The main residence exemption can apply to up to 2 hectares of land adjacent to a dwelling if the land was used primarily for private or domestic purposes in association with the dwelling: section 118-120 of the ITAA 1997.

Section 118-145 of the ITAA 1997 provides that you can continue to treat a dwelling as your main residence during periods of absence. If the dwelling is not used to produce income it can be treated as your main residence indefinitely (subsection 118-145(3) of the ITAA 1997).

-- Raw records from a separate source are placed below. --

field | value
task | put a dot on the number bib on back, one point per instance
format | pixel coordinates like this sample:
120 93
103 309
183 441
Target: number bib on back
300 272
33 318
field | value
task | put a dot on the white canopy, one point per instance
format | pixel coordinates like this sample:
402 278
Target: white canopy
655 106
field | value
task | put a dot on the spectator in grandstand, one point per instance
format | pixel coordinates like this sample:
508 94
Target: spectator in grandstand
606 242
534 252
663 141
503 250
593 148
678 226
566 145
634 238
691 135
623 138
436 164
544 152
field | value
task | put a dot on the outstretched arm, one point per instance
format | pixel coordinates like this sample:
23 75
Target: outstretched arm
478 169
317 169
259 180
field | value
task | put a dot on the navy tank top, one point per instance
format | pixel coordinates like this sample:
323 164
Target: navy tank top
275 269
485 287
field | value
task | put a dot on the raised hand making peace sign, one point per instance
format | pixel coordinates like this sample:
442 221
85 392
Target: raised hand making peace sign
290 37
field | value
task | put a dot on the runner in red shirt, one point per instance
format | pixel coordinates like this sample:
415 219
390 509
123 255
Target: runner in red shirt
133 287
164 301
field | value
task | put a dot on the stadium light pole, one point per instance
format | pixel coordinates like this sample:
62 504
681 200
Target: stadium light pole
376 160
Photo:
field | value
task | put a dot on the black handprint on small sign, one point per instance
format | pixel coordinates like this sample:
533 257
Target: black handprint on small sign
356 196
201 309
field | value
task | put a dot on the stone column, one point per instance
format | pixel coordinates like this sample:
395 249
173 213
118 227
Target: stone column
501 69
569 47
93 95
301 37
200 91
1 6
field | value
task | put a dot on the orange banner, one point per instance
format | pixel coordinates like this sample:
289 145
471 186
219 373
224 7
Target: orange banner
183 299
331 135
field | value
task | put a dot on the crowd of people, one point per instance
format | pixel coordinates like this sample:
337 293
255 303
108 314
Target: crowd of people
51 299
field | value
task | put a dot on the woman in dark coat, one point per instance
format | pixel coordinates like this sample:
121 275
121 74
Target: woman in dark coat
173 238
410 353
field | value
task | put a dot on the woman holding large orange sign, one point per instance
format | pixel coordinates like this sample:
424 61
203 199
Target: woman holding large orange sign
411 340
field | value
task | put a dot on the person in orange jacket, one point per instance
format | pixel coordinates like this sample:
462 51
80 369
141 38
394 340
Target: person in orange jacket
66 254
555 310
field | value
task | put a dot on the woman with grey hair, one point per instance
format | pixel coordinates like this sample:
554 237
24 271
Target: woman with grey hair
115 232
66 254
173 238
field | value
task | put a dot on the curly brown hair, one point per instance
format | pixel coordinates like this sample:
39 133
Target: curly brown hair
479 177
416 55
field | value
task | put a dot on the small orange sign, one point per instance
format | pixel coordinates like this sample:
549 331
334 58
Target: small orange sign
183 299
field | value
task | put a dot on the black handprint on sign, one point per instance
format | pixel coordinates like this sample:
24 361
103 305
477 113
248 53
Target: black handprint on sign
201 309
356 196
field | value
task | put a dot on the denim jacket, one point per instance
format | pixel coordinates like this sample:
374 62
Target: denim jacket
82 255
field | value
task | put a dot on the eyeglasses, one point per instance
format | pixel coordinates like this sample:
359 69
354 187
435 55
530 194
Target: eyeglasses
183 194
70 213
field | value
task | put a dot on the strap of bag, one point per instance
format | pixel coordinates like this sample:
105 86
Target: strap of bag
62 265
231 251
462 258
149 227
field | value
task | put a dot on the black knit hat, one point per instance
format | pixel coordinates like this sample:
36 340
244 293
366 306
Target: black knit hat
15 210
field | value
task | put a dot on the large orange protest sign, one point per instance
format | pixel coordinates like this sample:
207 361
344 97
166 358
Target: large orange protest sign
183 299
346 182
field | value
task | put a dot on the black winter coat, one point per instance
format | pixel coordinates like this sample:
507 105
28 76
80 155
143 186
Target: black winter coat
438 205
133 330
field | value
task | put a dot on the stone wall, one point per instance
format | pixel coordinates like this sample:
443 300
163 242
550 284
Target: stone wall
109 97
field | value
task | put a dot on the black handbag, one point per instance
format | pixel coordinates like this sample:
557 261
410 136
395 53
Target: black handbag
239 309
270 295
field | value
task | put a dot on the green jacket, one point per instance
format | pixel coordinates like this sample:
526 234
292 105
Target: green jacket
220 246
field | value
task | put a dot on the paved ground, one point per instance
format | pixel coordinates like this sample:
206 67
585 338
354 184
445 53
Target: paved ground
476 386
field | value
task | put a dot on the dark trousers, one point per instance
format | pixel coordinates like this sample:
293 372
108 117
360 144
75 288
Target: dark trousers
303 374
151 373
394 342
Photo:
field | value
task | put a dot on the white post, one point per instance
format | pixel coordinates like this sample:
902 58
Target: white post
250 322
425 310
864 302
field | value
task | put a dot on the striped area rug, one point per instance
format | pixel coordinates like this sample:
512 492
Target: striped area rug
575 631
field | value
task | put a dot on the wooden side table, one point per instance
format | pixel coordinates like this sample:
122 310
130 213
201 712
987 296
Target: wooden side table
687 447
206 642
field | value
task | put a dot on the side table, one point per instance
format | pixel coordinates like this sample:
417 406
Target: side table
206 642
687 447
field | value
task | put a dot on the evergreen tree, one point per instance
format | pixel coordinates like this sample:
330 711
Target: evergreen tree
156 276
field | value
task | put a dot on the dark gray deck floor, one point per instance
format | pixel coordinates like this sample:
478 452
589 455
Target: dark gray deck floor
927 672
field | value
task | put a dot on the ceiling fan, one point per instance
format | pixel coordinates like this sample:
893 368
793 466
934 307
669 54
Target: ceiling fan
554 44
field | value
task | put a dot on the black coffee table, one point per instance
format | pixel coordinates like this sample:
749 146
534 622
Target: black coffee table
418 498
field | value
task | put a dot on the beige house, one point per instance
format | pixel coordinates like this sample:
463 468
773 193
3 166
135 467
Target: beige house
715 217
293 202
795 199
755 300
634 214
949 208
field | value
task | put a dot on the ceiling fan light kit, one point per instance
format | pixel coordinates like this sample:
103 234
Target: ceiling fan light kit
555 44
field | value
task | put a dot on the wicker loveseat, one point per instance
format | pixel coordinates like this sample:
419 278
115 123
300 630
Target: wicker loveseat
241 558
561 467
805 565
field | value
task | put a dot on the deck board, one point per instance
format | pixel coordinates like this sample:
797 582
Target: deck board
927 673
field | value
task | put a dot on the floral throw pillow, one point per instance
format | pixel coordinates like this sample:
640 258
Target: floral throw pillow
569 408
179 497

If the dwelling is used to produce income the maximum period that you can choose to treat it as your main residence, while you use it for that purpose, is six years (subsection 118-145(2) of the ITAA 1997). You are entitled to another period of six years each time the dwelling again becomes your main residence and then commence using it again to produce income.

In your case, you did not purchase the Y% share until after the property began to be used as a rental and thus fails to meet the requirements of section 118-110 of the ITAA 1997 as it was not your main residence throughout the period you owned it.